By Selina Stoller, Summit Consumer Receivables Acquisitions, LLC
Despite negative reports on American’s personal finances, there are some inspiring data points.
Millennials are the best financial planners, savers, and goal setters of any generational group. Thirty-one percent have a written financial plan compared to 20 percent of Gen Xers and 22 percent of Baby Boomers. Women tend to be better long-term investors and are more likely to research major purchases.
Here’s a look at strategies millennials are using to set themselves up for financial success:
Many millennials living with the large burden of student loans have not accumulated assets and are hesitant about investing. Increased understanding also prevents panic during times of market turmoil. Do not be afraid to ask questions!
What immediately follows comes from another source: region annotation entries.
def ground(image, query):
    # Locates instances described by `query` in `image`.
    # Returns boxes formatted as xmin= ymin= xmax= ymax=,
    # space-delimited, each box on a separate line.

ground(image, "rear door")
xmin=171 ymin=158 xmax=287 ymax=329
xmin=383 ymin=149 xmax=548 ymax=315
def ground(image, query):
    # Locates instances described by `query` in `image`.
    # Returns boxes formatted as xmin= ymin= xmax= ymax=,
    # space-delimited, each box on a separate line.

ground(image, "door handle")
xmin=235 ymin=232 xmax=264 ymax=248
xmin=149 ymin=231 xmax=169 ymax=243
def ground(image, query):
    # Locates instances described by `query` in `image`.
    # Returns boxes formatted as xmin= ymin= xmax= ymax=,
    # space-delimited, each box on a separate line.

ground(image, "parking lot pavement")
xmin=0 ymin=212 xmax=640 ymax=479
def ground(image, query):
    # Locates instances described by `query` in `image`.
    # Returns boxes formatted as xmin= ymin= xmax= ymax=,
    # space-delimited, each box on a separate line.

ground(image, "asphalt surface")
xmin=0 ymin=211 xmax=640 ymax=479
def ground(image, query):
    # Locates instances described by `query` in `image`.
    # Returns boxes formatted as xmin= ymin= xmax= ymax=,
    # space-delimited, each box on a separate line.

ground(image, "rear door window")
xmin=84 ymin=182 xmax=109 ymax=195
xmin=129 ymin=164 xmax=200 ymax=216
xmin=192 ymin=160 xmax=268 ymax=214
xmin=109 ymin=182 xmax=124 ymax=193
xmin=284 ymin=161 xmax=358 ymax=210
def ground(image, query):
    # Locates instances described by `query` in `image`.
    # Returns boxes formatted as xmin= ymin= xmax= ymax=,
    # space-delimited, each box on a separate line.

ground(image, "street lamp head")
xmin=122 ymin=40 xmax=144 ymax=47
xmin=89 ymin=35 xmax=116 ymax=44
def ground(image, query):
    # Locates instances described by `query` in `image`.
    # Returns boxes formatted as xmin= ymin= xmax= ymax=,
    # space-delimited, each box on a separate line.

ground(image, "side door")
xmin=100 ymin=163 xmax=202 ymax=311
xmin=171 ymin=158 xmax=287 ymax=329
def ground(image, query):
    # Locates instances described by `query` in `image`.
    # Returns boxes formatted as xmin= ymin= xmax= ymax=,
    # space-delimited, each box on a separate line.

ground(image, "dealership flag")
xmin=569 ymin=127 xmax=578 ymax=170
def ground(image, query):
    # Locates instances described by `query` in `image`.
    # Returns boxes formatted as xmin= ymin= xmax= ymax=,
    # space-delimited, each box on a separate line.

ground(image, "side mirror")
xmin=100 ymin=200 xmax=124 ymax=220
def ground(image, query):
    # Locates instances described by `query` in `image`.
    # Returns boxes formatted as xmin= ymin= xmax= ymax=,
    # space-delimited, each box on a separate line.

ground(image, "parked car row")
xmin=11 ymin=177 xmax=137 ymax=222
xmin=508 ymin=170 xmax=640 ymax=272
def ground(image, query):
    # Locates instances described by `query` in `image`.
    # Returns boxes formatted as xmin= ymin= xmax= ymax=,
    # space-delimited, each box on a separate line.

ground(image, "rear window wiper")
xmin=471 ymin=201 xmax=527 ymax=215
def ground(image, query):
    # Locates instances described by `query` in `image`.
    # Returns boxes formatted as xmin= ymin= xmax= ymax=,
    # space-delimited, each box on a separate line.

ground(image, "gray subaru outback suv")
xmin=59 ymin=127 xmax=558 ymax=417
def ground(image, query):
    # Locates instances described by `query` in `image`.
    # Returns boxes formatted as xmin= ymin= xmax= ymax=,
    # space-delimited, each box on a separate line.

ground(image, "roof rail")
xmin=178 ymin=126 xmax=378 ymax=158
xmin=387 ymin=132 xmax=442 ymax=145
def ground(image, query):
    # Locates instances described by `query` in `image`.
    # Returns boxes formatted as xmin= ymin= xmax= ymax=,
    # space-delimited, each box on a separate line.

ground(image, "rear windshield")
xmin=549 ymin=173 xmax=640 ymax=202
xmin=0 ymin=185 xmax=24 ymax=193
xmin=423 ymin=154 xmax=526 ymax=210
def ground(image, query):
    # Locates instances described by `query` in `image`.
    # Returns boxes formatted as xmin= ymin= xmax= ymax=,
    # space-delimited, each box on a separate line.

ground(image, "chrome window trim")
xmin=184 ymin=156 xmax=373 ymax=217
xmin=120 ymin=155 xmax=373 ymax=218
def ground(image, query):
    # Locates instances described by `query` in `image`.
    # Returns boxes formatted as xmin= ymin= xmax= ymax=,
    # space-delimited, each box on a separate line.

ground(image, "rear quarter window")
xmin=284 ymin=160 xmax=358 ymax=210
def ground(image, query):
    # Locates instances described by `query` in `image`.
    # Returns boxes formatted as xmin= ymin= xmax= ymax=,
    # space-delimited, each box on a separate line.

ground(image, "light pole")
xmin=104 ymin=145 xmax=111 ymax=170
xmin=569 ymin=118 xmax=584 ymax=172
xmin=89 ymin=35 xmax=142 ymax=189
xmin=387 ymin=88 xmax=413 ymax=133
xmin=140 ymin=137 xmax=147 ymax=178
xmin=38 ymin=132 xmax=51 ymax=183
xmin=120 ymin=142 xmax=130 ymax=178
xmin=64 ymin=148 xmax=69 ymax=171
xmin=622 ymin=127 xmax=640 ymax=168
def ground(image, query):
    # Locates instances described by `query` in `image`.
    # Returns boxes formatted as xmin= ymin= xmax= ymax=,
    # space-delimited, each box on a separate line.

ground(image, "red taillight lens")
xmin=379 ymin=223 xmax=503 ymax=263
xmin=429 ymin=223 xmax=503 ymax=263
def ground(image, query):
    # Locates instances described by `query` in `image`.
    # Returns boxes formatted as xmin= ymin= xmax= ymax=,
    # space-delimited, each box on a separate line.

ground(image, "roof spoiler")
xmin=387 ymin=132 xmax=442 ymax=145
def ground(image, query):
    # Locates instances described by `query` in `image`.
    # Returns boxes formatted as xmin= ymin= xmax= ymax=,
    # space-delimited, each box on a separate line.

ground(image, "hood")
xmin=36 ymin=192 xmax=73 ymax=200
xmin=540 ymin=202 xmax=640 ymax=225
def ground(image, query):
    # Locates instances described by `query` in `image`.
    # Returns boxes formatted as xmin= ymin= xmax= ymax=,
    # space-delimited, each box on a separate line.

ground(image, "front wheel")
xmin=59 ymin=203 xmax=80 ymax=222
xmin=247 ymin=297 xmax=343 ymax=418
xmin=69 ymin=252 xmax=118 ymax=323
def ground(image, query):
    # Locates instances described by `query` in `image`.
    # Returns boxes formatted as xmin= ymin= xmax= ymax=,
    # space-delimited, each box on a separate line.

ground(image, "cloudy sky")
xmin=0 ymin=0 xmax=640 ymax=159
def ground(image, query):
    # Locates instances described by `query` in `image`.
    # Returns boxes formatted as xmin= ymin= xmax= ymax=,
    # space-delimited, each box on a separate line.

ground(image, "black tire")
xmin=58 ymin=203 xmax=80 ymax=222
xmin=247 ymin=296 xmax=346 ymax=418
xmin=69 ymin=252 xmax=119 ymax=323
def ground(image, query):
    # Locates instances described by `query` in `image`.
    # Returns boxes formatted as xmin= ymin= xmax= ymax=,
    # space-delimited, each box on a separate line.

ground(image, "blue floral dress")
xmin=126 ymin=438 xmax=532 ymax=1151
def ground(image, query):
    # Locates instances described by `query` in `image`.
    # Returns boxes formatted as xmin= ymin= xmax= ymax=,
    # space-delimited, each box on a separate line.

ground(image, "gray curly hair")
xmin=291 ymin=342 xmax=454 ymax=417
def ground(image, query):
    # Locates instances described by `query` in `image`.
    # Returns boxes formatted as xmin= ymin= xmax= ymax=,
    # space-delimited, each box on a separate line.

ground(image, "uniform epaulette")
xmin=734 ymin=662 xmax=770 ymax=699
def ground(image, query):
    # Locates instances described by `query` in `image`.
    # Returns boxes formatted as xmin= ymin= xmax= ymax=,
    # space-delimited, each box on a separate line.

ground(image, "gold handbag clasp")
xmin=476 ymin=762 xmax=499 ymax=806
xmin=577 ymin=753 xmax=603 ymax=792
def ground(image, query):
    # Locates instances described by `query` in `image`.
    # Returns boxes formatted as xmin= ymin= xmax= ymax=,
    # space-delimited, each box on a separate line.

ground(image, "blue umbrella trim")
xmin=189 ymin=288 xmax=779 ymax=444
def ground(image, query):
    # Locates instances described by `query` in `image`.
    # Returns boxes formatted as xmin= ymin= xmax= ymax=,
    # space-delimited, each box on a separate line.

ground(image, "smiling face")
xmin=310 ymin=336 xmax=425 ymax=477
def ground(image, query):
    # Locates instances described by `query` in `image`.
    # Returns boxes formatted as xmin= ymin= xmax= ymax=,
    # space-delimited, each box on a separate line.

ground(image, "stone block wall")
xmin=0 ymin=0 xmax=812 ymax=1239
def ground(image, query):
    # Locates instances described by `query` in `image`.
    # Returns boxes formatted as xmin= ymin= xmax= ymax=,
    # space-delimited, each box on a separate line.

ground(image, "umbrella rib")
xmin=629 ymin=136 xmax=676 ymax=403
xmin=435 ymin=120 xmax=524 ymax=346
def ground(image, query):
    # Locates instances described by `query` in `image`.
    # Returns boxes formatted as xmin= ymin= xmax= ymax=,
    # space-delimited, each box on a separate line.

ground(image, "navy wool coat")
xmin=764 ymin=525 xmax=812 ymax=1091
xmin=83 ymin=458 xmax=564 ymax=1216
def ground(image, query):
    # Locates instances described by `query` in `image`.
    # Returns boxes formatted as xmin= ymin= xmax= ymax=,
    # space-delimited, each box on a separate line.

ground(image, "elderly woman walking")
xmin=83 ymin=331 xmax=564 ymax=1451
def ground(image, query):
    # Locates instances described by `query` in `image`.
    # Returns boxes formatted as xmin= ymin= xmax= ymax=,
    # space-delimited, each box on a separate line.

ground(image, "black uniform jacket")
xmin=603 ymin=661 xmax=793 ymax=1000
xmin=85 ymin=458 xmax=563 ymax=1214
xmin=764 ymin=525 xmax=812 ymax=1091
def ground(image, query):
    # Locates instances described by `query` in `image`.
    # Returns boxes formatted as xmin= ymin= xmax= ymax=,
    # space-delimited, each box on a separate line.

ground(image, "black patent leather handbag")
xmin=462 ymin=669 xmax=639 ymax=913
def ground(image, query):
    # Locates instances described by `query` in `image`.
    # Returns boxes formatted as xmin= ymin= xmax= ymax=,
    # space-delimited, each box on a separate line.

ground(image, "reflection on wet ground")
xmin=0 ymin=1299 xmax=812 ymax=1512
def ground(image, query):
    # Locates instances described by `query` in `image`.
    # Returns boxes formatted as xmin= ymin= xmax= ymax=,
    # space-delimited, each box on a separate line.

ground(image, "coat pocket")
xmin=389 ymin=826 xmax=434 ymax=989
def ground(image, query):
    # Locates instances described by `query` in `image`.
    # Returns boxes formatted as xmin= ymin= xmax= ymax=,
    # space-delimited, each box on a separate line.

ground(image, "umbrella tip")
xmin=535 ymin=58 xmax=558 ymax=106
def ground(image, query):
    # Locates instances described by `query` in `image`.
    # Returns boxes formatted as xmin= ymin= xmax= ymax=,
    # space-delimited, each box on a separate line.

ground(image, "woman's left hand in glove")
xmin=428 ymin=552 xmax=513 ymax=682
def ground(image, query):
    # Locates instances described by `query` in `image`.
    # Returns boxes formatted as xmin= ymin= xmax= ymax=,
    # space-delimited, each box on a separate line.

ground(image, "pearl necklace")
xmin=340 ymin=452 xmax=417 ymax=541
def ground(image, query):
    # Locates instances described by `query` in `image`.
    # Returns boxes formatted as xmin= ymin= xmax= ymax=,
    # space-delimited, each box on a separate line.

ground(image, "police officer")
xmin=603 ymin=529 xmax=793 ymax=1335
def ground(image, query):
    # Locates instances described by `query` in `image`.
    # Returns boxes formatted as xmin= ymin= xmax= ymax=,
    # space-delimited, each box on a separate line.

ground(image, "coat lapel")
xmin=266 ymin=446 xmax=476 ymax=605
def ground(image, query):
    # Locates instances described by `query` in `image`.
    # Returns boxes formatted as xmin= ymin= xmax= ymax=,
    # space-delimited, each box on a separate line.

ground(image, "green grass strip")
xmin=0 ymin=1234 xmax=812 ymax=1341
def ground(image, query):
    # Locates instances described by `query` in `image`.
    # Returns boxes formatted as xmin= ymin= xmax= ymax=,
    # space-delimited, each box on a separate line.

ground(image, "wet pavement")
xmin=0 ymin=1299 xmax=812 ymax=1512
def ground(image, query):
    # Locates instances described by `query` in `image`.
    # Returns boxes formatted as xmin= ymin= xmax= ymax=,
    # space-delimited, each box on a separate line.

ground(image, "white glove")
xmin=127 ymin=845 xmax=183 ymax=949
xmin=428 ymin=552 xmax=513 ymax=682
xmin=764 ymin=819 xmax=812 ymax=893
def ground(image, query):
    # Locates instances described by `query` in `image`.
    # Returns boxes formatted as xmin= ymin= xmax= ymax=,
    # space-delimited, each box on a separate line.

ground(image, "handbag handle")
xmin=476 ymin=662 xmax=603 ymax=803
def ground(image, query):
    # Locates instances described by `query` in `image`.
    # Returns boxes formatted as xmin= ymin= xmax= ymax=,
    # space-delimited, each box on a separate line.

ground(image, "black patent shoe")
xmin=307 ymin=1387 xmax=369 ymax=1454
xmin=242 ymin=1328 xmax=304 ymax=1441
Social media and other online communities have created platforms where people can support each other’s financial struggles, decisions, and successes. People are looking for a community to get educated and share advice.
Women tend to be less confident than men when it comes to financial planning. Women and millennials both are living their financial lives prepared for something bad to happen and make decisions based on a lot of research.
Women disregard what their friends are doing financially. Instead, they ask questions that pertain to them and spend more time making sure investments are set up to meet their goals rather than trying to beat the market.
Debit and automation control
Millennials prefer debit cards over credit cards because they feel in control. Millennials also automate their saving which allows them to “set it and forget it.”